Large publicly listed companies in the EU will need to increase the presence of women on their boards by July 2026, after the EU parliament passed legislation to introduce transparent recruitment procedures.
At least 40 per cent of non-executive director positions or 33 per cent of all director positions will need to be occupied by women by the end of June 2026.
The legislation was passed on Tuesday, a decade after the initial proposal was presented to the EU parliament.
The new rules, known as the Women on Boards Directive, will require companies listed on the stock exchange to provide annual reports on gender representation on their boards. If the objectives have not been achieved, they must outline how they intend to achieve them.
Member States of the EU will be required to enforce sanctions on companies that fail to comply with open and transparent appointment procedures.
Evelyn Regner, from the Social Democratic Party of Austria, said the EU’s adoption of the Women on Boards Directive is a step forward for gender equality.
“We are finally giving women a fair chance to occupy top corporate positions and improving corporate governance,” Regner said.
“Women are innovative, smart, strong and capable of many things. We are removing one of the main obstacles to women getting ‘top jobs’: men’s informal networks. competence will count more than ever in a selection process, as will transparency.”

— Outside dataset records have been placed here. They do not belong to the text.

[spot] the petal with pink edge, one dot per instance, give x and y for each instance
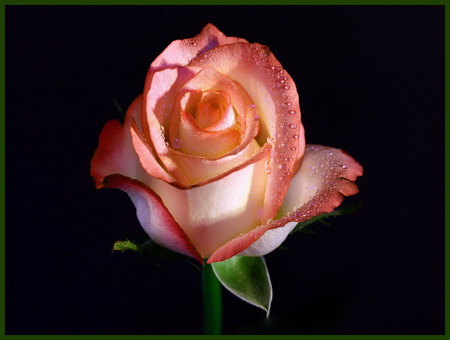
(115, 153)
(216, 212)
(274, 93)
(181, 52)
(153, 216)
(325, 176)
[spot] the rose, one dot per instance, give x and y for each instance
(213, 155)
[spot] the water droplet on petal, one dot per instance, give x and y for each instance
(267, 167)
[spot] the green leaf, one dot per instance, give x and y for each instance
(322, 217)
(148, 248)
(247, 278)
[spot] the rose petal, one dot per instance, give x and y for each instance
(325, 175)
(157, 112)
(274, 93)
(146, 156)
(216, 212)
(154, 217)
(210, 170)
(193, 140)
(115, 153)
(181, 52)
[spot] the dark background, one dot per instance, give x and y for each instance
(371, 81)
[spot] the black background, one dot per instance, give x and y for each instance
(371, 81)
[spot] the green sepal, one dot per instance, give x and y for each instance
(322, 217)
(247, 278)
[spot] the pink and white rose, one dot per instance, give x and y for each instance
(213, 153)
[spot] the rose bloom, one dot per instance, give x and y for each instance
(213, 153)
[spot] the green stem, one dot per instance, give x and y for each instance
(212, 302)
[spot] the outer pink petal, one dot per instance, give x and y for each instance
(274, 93)
(154, 217)
(146, 156)
(325, 176)
(115, 153)
(216, 212)
(181, 52)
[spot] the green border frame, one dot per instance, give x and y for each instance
(4, 3)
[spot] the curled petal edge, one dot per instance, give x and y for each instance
(266, 238)
(154, 217)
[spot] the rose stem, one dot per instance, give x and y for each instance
(212, 302)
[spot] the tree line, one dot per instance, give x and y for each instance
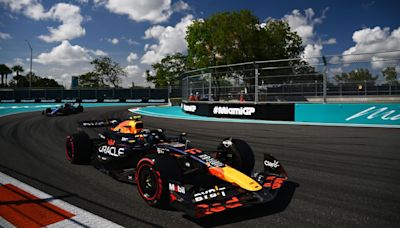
(223, 38)
(20, 80)
(237, 37)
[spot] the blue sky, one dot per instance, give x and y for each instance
(66, 35)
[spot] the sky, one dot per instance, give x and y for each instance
(66, 35)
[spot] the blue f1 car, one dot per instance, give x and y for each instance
(64, 109)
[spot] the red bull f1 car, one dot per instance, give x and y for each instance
(170, 172)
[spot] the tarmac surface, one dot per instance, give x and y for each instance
(338, 176)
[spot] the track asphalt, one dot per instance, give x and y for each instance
(339, 176)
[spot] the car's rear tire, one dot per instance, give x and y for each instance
(153, 174)
(78, 148)
(47, 111)
(239, 154)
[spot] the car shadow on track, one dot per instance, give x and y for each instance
(277, 205)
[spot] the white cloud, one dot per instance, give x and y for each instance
(113, 41)
(170, 40)
(135, 74)
(131, 41)
(154, 32)
(373, 41)
(98, 53)
(65, 54)
(68, 14)
(4, 36)
(71, 20)
(181, 6)
(329, 41)
(132, 70)
(303, 24)
(154, 11)
(311, 51)
(132, 57)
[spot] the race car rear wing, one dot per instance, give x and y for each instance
(273, 166)
(100, 123)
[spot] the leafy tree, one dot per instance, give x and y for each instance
(19, 81)
(390, 75)
(37, 81)
(108, 71)
(168, 71)
(357, 75)
(91, 80)
(18, 69)
(4, 71)
(236, 37)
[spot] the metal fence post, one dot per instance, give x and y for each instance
(365, 85)
(325, 75)
(316, 88)
(256, 84)
(209, 86)
(149, 92)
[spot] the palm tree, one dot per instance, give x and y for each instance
(17, 69)
(4, 71)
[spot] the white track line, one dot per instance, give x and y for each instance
(213, 119)
(82, 218)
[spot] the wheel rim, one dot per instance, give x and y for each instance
(70, 149)
(148, 184)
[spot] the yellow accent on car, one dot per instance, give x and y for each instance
(234, 176)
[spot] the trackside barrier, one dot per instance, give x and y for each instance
(373, 113)
(145, 100)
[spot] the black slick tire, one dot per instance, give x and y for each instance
(153, 174)
(78, 148)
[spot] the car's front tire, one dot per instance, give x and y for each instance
(78, 148)
(153, 173)
(238, 153)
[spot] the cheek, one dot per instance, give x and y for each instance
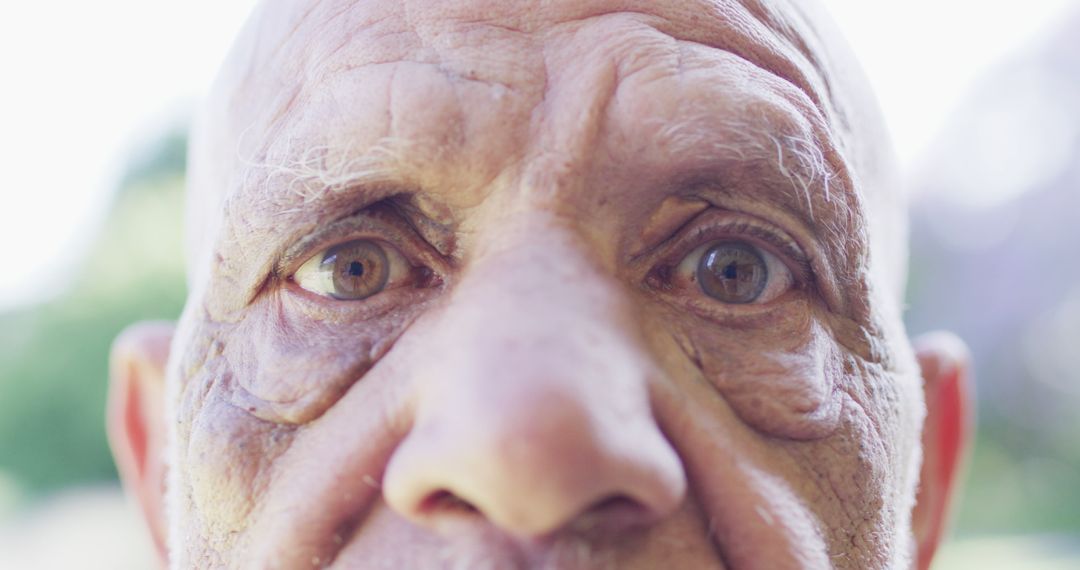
(291, 368)
(225, 452)
(782, 380)
(858, 477)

Lara Wolters, a politician from the Netherlands, said it will help make gender equality the norm in companies across the EU.

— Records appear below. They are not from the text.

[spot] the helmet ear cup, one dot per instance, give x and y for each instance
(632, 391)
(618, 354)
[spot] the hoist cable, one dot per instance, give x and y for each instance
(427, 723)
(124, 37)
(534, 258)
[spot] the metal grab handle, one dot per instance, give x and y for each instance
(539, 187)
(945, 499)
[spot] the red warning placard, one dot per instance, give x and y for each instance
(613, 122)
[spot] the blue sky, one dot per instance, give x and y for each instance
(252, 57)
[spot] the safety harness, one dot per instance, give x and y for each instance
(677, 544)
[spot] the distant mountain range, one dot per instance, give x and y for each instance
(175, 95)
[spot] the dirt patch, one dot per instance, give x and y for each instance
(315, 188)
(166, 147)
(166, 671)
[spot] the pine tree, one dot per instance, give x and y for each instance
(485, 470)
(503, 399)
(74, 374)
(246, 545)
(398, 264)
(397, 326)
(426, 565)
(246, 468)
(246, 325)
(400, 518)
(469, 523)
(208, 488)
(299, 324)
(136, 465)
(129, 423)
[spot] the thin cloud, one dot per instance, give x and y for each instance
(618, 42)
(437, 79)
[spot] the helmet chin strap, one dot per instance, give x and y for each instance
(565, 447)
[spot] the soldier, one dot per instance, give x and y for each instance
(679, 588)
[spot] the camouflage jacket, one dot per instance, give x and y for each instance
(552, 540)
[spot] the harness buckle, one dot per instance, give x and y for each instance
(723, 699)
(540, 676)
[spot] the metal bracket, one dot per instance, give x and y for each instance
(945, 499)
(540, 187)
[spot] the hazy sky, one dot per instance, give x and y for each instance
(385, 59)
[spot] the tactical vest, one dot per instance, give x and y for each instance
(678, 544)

“In the ten years this directive has been on the shelf, meeting rooms have continued to be predominantly the domain of men. But in countries where binding quotas have been introduced, they have been named considerably more women,” Wolters said.
“With this law, these countries will no longer be the exception, and gender balance in boardrooms of listed companies will become the norm across the EU.”

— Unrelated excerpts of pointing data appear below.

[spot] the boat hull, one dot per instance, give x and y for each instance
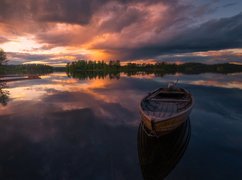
(165, 126)
(160, 126)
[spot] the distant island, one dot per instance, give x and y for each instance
(35, 69)
(83, 69)
(91, 69)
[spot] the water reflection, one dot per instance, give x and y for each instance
(158, 156)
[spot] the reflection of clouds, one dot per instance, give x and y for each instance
(207, 79)
(55, 144)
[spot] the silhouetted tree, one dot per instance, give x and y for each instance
(4, 94)
(3, 57)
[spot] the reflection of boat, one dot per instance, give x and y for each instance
(165, 109)
(158, 156)
(18, 78)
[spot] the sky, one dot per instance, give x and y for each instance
(55, 32)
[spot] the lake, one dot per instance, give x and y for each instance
(59, 127)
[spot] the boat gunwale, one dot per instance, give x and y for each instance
(164, 119)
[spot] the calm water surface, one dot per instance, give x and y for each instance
(59, 127)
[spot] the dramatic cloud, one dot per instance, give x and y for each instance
(118, 29)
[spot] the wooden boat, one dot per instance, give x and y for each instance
(165, 109)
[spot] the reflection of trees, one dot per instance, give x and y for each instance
(158, 156)
(99, 69)
(108, 74)
(4, 94)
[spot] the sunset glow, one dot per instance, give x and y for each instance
(55, 33)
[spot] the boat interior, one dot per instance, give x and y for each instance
(164, 103)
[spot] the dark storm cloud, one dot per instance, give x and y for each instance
(218, 34)
(3, 39)
(63, 11)
(127, 29)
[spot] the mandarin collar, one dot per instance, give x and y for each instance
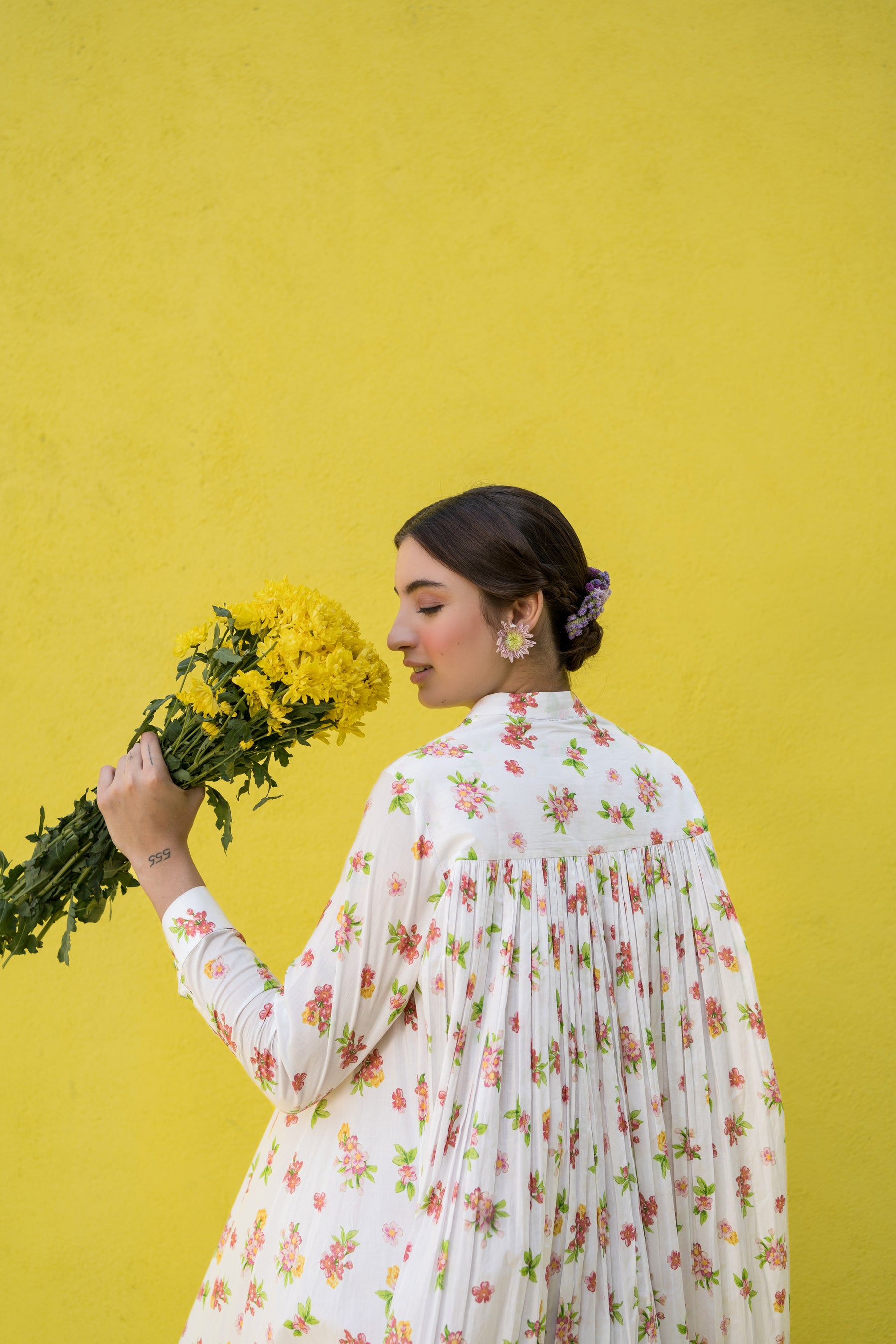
(537, 706)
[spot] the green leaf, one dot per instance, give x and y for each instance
(224, 817)
(70, 928)
(269, 797)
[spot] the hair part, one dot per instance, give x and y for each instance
(511, 544)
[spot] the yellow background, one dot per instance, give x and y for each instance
(277, 275)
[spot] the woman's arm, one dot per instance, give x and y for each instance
(300, 1039)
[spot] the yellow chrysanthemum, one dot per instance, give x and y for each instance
(202, 698)
(311, 651)
(193, 639)
(257, 687)
(277, 717)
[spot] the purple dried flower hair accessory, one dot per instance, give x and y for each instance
(597, 592)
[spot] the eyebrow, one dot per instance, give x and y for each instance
(413, 588)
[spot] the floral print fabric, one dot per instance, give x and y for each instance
(520, 1076)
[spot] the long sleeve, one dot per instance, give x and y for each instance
(300, 1039)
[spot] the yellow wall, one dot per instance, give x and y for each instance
(277, 275)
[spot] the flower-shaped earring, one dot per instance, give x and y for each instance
(515, 640)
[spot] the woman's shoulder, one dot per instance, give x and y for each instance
(652, 776)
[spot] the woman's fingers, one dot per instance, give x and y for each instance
(149, 752)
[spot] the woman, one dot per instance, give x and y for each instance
(520, 1077)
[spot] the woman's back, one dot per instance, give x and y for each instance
(608, 1118)
(522, 1078)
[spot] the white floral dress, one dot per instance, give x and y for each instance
(520, 1077)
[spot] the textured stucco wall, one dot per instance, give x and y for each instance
(276, 275)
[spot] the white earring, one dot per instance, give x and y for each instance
(515, 640)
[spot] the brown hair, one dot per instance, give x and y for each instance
(511, 544)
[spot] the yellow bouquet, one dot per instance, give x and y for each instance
(254, 680)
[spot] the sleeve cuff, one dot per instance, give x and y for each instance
(189, 918)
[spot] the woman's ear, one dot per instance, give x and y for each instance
(528, 609)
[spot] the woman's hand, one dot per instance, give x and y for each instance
(149, 819)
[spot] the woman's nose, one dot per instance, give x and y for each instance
(398, 638)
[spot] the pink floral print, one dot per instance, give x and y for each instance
(533, 1031)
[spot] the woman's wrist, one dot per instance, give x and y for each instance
(166, 874)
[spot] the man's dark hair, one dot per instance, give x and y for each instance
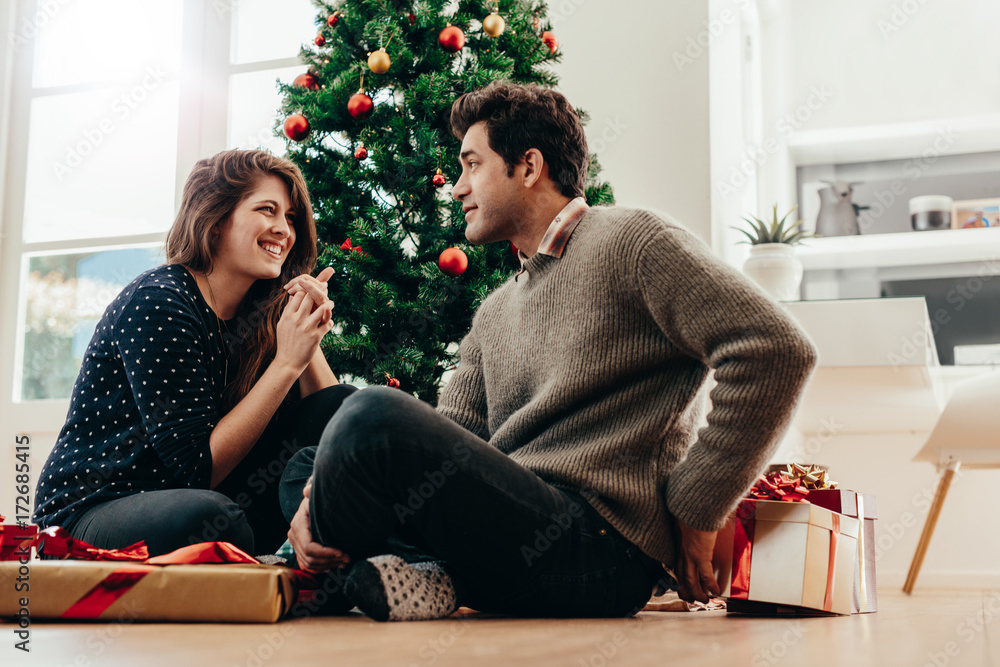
(519, 118)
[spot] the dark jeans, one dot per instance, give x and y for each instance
(390, 470)
(244, 509)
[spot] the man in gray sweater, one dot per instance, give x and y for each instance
(564, 463)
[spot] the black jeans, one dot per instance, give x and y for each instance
(244, 509)
(392, 474)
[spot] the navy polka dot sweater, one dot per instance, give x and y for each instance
(147, 398)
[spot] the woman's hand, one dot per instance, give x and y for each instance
(300, 330)
(316, 287)
(312, 556)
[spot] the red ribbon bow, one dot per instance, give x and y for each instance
(56, 541)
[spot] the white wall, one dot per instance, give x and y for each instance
(892, 61)
(649, 116)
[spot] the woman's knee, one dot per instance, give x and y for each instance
(209, 516)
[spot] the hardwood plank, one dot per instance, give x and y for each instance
(935, 628)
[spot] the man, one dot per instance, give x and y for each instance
(563, 464)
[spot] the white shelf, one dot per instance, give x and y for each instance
(872, 143)
(945, 246)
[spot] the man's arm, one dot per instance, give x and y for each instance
(762, 361)
(464, 397)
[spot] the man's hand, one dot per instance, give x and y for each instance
(312, 556)
(694, 565)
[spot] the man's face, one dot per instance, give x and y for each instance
(492, 200)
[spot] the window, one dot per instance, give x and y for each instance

According to the new rules, small and medium-sized enterprises with less than 250 employees will be excluded from the scope of the directive.
In 2021, 30.6 per cent of board members at the largest listed companies in the EU were women, and there are big differences between Member States of the EU when it comes to women’s representation on boards (from 45.3% in France to 8.5% in Cyprus). France is the only Member State to achieve over 40% of women on its company boards.
Data shows that in 2022 efforts to achieve gender balance have lost momentum, with less than 1 in 10 of the largest listed companies in the EU have a female Chair or CEO.
EU Commission President Ursula von der Leyen called it a “truly historic and moving moment”.
“The glass ceiling preventing women from accessing top positions in companies has been shattered,” she said.